This application involves a kind of classification cooking control method, control equipment, cooking equipment, terminal and systems.Classification cooking control method includes: the color reflection information for obtaining rice to be cooked;Reflect that information identifies the rice kind of rice to be cooked according to color;Information is controlled using culinary art corresponding with the rice kind of rice to be cooked, controls the calandria progress heating cooking for heating rice to be cooked in cooking equipment.Using the application, classification culinary art control is realized, hardness, viscosity after can targetedly adjusting different rice kind culinary arts, to improve the culinary art performance of cooking equipment.

Description

Classification cooking control method, control equipment, cooking equipment, terminal and system
Technical field
This application involves fields of home appliance technology, more particularly to a kind of classification cooking control method, control equipment, cook It prepares food equipment, terminal and system.
Background technique
As intelligent electrical apparatus develops, the use of cooking equipment is also more and more intelligent.For example, electric cooker used at present Information can be controlled according to culinary arts such as the culinary art parameters or culinary art curve set mostly, control the heating power of calandria, thus Realize automatic cooking control.

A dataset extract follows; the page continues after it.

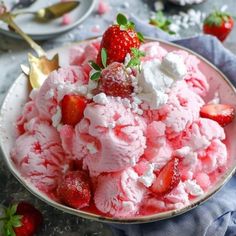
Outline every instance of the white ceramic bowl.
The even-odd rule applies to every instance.
[[[200,69],[204,74],[211,75],[210,79],[208,80],[210,84],[210,91],[206,97],[206,100],[210,100],[214,97],[214,93],[216,90],[219,91],[219,96],[221,98],[222,103],[230,103],[236,107],[236,90],[234,89],[233,85],[229,82],[229,80],[211,63],[206,61],[201,56],[197,55],[190,50],[177,46],[175,44],[171,44],[168,42],[156,40],[156,39],[148,39],[152,41],[159,41],[161,46],[163,46],[166,50],[172,51],[176,49],[186,50],[191,54],[196,55],[200,60]],[[60,55],[60,64],[65,66],[68,64],[68,48],[58,48],[50,51],[49,55],[54,55],[55,53],[59,53]],[[44,202],[48,203],[49,205],[58,208],[62,211],[65,211],[70,214],[74,214],[80,217],[89,218],[97,221],[103,222],[112,222],[112,223],[146,223],[152,222],[156,220],[166,219],[173,217],[175,215],[182,214],[190,209],[198,206],[202,202],[206,201],[209,197],[211,197],[215,192],[217,192],[234,174],[236,170],[236,119],[225,128],[226,135],[227,135],[227,149],[230,157],[230,165],[227,171],[221,176],[219,181],[204,195],[195,198],[189,205],[177,209],[166,211],[158,214],[148,215],[148,216],[138,216],[138,217],[131,217],[125,219],[118,219],[112,217],[104,217],[97,214],[92,214],[85,212],[83,210],[76,210],[60,203],[53,201],[52,199],[48,198],[44,193],[40,192],[36,189],[31,183],[29,183],[26,179],[24,179],[18,170],[15,168],[14,163],[10,158],[10,150],[14,146],[15,143],[15,126],[14,123],[16,118],[19,116],[23,105],[28,100],[29,94],[29,83],[28,79],[21,74],[16,81],[13,83],[11,88],[9,89],[6,98],[3,102],[1,111],[0,111],[0,145],[2,149],[2,158],[4,158],[9,170],[12,174],[19,180],[21,184],[25,186],[32,194],[36,197],[40,198]]]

The rice of culinary art can be divided into colored rice and rice according to color, due to two rice kinds of colored rice and rice property not Together, cooking required temperature, time etc. is also not quite similar.The fixed culinary art of default is usually used in currently used electric cooker Parameter or culinary art curve carry out culinary art control, whether rice or colored rice, and temperature, time of culinary art etc. are fixed, are easy to appear The culinary art of some rice retrodeviates soft, sticky, and some rice culinary arts retrodeviate stiff, and it is poor to cause to cook performance.
Summary of the invention
Based on this, it is necessary to which, for the technical problem of current electric rice cooker cooking performance difference, providing one kind can be improved culinary art Classification cooking control method, control equipment, cooking equipment, terminal and the system of performance.
A kind of classification cooking control method, which comprises
Obtain the color reflection information of rice to be cooked;
Reflect that information identifies the rice kind of the rice to be cooked according to the color;
Information is controlled using culinary art corresponding with the rice kind of the rice to be cooked, it is described wait cook to control heating in cooking equipment Prepare food rice calandria carry out heating cooking.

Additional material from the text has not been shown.